Been rereading what I can of his work, what I’ve got on me and what I can find online. From my preteen years I’ve got all of the collected Grey Mouser and Fafhrd books from the 1960′s or so (late 50′s I think, by the barbarians gracing the cover) and some other, scattered short fiction in various best of anthologies. First, his non-GM and F stories really stand up well against the test of time. Espicially Space Time for Springers. This could be written and published today and still (I think) feel fresh and current.
The GM and F stories don’t fare as well. In fact, only two of the stories really stand out, and still feel kind of old fashioned. Ill Met in Lankhmar and Lean Times in Lankhmar are the two best, I think, of all these stories. Ill Met is perhaps the best story I’ve read in a very very long time. Yet, it only works as a reference point to a certain moment in history- like most F/SF classics, it doesn’t hold up well in certain aspects (points of the prose are clunky, some of the descriptions go on and on and on for pages, there is some scant forms of sexism (including a gf in the refrigator syndrome), etc, etc) and in other aspects it just feels dated. Not that it’s a bad thing- some of the most fun about reading older SF/F is the retro-ness of it all, and that faux nostalgia for a time one hasn’t been a part of (speaking from someone of my generation).
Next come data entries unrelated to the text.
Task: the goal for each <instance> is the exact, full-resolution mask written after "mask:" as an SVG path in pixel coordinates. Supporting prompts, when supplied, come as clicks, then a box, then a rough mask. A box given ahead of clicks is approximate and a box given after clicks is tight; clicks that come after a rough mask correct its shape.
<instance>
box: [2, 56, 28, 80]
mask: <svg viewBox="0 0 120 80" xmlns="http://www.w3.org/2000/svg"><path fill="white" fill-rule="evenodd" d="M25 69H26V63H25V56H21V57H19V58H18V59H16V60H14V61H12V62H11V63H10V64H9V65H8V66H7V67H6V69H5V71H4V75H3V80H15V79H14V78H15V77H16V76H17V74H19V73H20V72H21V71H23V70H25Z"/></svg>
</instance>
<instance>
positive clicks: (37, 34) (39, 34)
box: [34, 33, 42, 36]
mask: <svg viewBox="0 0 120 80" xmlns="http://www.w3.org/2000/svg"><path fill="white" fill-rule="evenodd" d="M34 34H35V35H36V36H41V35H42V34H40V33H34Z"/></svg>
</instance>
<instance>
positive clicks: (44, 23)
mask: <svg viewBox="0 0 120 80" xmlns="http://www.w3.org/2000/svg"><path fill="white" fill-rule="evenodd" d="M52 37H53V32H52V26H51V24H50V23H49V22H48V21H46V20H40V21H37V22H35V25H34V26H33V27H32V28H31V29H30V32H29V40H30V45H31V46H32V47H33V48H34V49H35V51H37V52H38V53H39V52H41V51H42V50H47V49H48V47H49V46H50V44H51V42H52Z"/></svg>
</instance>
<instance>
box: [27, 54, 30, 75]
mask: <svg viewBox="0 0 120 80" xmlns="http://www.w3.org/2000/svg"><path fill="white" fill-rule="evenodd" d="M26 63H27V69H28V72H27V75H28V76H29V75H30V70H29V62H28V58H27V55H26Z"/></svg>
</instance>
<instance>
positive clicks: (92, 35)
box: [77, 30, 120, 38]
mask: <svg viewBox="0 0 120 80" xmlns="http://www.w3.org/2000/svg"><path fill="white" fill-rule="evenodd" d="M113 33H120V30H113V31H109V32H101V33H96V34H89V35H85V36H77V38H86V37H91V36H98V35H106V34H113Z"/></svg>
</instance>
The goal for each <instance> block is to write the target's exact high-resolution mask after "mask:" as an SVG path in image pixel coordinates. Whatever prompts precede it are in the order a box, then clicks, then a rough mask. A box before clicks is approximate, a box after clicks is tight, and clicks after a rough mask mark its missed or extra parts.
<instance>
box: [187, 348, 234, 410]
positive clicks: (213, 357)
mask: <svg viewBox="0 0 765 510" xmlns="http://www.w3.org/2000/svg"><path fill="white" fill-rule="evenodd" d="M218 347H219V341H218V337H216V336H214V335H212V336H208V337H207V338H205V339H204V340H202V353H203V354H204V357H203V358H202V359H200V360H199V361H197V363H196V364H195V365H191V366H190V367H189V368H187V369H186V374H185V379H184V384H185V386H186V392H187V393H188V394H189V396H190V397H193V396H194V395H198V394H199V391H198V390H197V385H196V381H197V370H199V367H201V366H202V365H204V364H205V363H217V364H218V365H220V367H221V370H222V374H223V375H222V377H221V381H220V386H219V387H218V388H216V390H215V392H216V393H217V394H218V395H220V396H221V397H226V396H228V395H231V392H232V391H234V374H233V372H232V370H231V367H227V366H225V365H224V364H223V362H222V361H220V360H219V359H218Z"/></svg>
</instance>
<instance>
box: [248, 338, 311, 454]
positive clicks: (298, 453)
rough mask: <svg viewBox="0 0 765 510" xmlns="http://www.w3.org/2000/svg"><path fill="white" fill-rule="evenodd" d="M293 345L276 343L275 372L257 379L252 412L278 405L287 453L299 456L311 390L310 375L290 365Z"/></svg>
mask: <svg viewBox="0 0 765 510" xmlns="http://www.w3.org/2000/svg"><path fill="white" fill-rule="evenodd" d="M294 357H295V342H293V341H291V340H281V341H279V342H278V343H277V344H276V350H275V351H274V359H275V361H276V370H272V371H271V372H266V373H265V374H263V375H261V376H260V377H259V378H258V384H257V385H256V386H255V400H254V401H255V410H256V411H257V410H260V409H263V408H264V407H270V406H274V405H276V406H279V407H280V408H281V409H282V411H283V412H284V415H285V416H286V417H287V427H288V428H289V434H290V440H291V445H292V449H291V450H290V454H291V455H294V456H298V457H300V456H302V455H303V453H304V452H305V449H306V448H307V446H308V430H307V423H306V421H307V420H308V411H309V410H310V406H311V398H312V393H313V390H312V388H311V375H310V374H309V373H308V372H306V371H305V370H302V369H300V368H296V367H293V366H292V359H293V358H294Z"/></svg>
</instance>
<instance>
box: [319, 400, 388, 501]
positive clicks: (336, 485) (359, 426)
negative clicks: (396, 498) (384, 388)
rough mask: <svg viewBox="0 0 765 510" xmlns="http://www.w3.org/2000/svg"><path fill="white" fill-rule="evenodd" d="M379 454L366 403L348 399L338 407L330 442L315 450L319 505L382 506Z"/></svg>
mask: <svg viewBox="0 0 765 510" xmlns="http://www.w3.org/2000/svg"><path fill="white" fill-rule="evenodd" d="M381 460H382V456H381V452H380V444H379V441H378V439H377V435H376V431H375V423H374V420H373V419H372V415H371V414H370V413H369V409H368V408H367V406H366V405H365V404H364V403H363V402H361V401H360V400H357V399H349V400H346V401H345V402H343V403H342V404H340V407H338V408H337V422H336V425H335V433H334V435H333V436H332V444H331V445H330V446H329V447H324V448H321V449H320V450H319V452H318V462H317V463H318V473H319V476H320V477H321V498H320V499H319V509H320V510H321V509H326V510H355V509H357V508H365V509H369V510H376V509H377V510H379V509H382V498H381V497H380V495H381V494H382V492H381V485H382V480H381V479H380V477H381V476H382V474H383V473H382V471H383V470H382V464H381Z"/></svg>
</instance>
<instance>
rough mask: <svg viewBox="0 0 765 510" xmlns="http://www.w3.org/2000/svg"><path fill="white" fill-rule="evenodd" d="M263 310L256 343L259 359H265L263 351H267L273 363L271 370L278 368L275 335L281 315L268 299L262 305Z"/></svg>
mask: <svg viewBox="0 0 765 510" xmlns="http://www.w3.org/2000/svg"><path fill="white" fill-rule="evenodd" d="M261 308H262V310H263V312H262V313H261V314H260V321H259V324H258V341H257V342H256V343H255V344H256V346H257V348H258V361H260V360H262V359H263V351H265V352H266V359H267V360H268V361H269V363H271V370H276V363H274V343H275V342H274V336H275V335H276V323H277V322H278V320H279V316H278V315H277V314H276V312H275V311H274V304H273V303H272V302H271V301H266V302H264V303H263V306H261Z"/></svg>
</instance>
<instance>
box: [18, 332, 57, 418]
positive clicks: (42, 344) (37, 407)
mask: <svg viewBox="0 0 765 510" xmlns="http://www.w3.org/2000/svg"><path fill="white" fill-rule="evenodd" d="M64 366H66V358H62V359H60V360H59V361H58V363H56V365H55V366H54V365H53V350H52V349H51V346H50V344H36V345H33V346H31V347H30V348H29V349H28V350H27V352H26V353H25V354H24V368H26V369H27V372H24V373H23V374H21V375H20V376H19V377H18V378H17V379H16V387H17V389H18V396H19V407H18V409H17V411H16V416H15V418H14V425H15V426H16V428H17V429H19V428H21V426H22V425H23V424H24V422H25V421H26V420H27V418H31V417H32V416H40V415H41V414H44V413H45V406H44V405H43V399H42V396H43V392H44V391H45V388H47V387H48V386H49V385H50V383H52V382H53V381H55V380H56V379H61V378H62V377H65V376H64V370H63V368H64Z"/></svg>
I wouldn’t hesitate to hand off a copy of Space Time for Springers to someone new to Genre. I would be hesitant with Ill Met and Lean Times, since a new reader would be turned off by the writing, the infodumping and the pages and pages of description (as well as female readers being put off by some of the less, um, women friendly aspects). But for someone interested in genre (and a story that has a lot of good parts to it) I would put in their hands very quickly.
The other GM & F stories I would just use a historical reference, and nothing else. Most of them are pretty poor when compared to these two stories (and they feel kind of dashed off). Although for people wanting to write literary epic/heroic/s&S fantasy (modernized and such, for our current sensibilities) I would point them at necessary, just because writing in one genre one needs to be versed in the genre in all aspects.
Next on my retrospective- Jack Vance’s Dying Earth books. I read these originally at around the same time I read the original Leiber Swords of books and Howard’s Conan books (all these books bought second hand from a used bookstore for about a few cents for a book). Again, some aspects don’t hold up too well. But I’ll talk about those when I get to them.